CF-CAM: Cluster Filter Class Activation Mapping for Reliable Gradient-Based Interpretability
Hongjie He, Xu Pan, Yudong Yao
TL;DR
The paper tackles the challenge of trustworthy interpretability in deep CNNs by addressing gradient-noise and efficiency concerns in visual explanations. It introduces CF-CAM, a two-stage framework that combines density-aware channel clustering (via DBSCAN) with cluster-conditioned gradient filtering and a hierarchical weighting scheme to produce faithful and edge-aware heatmaps.

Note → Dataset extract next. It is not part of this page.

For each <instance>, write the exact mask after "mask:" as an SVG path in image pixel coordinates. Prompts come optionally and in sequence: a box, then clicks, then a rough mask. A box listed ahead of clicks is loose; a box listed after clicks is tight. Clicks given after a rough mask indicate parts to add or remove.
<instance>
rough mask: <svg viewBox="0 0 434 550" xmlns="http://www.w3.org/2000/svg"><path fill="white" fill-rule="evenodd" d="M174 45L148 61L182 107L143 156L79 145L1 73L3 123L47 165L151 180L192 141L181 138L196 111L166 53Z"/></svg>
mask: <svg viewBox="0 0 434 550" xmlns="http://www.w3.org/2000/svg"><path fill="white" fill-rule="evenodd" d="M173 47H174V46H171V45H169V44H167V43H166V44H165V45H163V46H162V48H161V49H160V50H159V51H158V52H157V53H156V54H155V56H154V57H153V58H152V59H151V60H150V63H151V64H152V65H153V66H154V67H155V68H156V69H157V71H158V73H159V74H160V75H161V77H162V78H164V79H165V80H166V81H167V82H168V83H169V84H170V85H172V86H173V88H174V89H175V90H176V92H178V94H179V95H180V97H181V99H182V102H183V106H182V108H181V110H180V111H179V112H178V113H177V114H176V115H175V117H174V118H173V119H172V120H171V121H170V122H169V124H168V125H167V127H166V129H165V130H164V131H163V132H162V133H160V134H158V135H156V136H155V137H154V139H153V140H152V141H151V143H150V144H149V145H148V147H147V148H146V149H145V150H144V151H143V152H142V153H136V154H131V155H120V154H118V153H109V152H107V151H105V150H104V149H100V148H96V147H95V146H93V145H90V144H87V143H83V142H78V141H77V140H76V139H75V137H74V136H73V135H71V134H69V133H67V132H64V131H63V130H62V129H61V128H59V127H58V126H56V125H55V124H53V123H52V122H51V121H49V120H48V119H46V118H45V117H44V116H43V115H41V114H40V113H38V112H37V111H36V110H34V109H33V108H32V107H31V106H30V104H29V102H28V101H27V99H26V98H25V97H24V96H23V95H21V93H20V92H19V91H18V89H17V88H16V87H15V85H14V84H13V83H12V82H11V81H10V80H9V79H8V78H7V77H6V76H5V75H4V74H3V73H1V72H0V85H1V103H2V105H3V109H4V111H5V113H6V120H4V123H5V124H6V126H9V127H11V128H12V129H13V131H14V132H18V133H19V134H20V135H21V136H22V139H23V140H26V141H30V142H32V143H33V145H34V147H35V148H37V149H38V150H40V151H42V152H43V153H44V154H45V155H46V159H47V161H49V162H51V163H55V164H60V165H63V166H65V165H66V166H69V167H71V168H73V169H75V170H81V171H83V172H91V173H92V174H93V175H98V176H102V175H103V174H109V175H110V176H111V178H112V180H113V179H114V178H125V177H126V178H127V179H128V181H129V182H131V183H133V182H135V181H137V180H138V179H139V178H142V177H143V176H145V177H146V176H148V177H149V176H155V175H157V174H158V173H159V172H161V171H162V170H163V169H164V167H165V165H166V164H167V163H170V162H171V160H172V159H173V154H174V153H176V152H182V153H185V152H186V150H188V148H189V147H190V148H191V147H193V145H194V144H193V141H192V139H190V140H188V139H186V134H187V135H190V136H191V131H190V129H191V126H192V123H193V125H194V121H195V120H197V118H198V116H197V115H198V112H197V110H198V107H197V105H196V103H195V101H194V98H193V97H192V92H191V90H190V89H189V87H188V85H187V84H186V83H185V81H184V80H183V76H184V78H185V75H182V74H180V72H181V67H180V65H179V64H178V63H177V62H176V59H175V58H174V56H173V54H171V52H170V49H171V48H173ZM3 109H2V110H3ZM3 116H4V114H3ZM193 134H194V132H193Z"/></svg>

Experimental validation on the Shenzhen Hospital X-ray Set shows that CF-CAM achieves superior faithfulness and robustness compared with state-of-the-art CAM methods, while maintaining practical inference times. The work demonstrates CF-CAM’s potential for high-stakes applications such as medical diagnosis and autonomous driving, and suggests avenues for extending the approach to multi-modal models and broader architectures.
Abstract
As deep learning continues to advance, the transparency of neural network decision-making remains a critical challenge, limiting trust and applicability in high-stakes domains. Class Activation Mapping (CAM) techniques have emerged as a key approach toward visualizing model decisions, yet existing methods face inherent trade-offs. Gradient-based CAM variants suffer from sensitivity to gradient perturbations due to gradient noise, leading to unstable and unreliable explanations. Conversely, gradient-free approaches mitigate gradient instability but incur significant computational overhead and inference latency. To address these limitations, we propose a Cluster Filter Class Activation Map (CF-CAM) technique, a novel framework that reintroduces gradient-based weighting while enhancing robustness against gradient noise. CF-CAM utilizes hierarchical importance weighting strategy to balance discriminative feature preservation and noise elimination. A density-aware channel clustering method via Density-Based Spatial Clustering of Applications with Noise (DBSCAN) groups semantically relevant feature channels and discard noise-prone activations. Additionally, cluster-conditioned gradient filtering leverages Gaussian filters to refine gradient signals, preserving edge-aware localization while suppressing noise impact. Experiment results demonstrate that CF-CAM achieves superior interpretability performance while enhancing computational efficiency, outperforming state-of-the-art CAM methods in faithfulness and robustness. By effectively mitigating gradient instability without excessive computational cost, CF-CAM provides a competitive solution for enhancing the interpretability of deep neural networks in critical applications such as autonomous driving and medical diagnosis.